Another challenge that has arisen because of this lockdown is irregular periods. The stress that the pandemic has caused could be for different reasons but has affected everyone without economic differences. A disruption in the menstrual cycle due to stress is a common occurrence. The problem is that many of us fail to recognise it as a cause. An unrecognised problem can lead to worsening of the situation.
What can be done to improve the situation?
Lack of awareness certainly is at the core of all these issues. Not much can be done to increase awareness in the current crisis situation. Instead, steps can be taken to reduce the challenges being faced by women in all areas. For starters, the government can intervene and make sanitary napkins available at subsidised rates for the course of the pandemic. Women for whom money is an issue can benefit greatly from such an effort. In fact, corporations should realise the challenges posed by the pandemic and reduce rates on their own.

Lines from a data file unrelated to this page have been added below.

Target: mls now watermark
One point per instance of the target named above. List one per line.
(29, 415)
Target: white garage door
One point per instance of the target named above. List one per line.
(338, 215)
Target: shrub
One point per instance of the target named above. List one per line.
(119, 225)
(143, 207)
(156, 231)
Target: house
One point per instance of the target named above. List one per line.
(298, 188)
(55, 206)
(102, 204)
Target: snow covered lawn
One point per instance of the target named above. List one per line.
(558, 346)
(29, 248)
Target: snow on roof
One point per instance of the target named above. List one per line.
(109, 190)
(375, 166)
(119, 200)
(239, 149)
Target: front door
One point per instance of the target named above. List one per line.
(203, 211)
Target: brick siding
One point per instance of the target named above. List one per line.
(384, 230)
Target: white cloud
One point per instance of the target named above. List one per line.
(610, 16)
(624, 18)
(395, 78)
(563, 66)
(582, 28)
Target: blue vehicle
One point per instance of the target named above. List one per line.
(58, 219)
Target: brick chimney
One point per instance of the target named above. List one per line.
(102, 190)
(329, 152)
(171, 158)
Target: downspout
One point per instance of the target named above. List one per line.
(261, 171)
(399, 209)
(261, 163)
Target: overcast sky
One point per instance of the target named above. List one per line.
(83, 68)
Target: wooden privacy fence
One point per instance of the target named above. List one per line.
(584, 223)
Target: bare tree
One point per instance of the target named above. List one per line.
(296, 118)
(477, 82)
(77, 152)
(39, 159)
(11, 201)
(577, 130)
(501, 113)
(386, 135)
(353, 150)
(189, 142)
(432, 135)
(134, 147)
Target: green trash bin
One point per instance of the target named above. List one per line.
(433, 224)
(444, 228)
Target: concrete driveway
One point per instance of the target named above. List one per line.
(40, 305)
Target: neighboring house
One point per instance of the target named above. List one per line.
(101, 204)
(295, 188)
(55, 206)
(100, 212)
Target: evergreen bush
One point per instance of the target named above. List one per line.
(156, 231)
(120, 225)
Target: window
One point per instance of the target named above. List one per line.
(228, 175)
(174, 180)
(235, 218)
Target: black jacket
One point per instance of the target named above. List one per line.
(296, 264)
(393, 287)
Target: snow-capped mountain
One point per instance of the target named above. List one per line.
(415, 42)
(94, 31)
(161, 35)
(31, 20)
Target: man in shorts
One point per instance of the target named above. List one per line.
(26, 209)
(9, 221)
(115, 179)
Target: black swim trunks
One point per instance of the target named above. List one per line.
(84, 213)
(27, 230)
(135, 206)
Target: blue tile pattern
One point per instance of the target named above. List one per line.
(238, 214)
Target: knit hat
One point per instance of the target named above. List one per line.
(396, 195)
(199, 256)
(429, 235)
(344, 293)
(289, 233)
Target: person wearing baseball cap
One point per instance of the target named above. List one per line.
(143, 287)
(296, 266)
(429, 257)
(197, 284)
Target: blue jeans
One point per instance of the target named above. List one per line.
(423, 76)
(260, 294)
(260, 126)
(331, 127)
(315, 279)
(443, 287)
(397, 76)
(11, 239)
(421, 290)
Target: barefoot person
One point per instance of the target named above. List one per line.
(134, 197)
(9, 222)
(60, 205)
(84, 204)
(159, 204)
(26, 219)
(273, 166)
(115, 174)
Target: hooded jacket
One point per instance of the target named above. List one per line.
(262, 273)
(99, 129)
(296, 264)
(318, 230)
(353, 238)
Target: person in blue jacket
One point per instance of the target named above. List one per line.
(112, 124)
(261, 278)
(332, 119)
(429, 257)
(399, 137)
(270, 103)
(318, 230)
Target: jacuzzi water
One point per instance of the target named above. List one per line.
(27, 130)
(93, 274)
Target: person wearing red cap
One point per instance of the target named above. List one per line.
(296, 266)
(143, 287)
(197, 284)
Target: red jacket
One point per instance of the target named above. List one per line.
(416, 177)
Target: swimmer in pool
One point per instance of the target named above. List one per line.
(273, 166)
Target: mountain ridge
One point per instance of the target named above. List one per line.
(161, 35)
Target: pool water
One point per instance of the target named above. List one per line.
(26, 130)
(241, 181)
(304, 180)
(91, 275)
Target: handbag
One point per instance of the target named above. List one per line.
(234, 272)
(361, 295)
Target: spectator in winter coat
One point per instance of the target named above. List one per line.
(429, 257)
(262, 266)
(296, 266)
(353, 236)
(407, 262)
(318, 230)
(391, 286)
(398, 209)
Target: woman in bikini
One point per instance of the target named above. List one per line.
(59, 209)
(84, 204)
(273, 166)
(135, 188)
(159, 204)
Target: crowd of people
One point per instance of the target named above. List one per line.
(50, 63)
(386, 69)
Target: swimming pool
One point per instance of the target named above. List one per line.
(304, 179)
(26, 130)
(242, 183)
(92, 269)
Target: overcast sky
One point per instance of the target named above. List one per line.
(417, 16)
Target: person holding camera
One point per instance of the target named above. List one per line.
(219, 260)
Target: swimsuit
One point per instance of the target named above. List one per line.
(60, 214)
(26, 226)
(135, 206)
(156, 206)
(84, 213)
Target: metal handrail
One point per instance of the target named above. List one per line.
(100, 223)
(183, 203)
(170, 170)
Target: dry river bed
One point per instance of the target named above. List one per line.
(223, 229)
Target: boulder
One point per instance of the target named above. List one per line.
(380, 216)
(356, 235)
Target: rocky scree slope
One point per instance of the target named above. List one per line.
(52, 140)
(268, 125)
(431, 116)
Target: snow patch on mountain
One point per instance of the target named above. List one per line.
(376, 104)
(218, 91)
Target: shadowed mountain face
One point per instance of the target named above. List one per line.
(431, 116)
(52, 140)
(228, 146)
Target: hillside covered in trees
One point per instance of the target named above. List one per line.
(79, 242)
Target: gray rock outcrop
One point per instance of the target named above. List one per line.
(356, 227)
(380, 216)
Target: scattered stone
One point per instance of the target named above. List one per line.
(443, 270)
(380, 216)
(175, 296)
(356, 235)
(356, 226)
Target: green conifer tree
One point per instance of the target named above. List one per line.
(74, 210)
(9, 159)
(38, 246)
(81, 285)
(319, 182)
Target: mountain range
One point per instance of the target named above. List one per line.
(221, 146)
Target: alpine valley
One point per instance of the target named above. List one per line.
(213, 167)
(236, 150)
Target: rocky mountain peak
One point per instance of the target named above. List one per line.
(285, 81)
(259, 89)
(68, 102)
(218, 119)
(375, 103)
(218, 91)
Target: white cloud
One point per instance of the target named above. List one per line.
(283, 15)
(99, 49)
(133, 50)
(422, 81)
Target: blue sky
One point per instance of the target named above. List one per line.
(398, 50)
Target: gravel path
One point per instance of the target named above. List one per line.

Access to menstrual products should be made easier and hoarding discouraged. The initial dearth of supply of sanitary napkins led to a lot of hoarding later on when they were included in essential items. Small businesses providing the napkins can keep a check on hoarding by limiting what they sell to each customer. Sanitary pads should also be provided to far-flung areas along with other essentials. And areas of economically weaker sections.
Another skill that has emerged as an essential during this time to make disposable pads at home. Schools and other institutions in villages can be used to educate women on how to make sanitary napkins at home. Or the government can take the initiative of setting up small machines for manufacturing in each village. Arunachalam Muruganantham’s foundation sets up such machines in villages. Not only have these machines made sanitary napkins cheaper, but they also become a source of income for women working in these small factories.
Lastly, I would like to touch upon the disturbance in the menstrual cycle that many women are experiencing. The stress of this lockdown has led to irregular periods for many. During this time, it is extremely important to eat healthy, exercise, and stay fit. Setting routines and a healthy lifestyle can be extremely helpful in getting your menstrual cycle back on track. Don’t ignore your personal health and hygiene while worrying about COVID-19.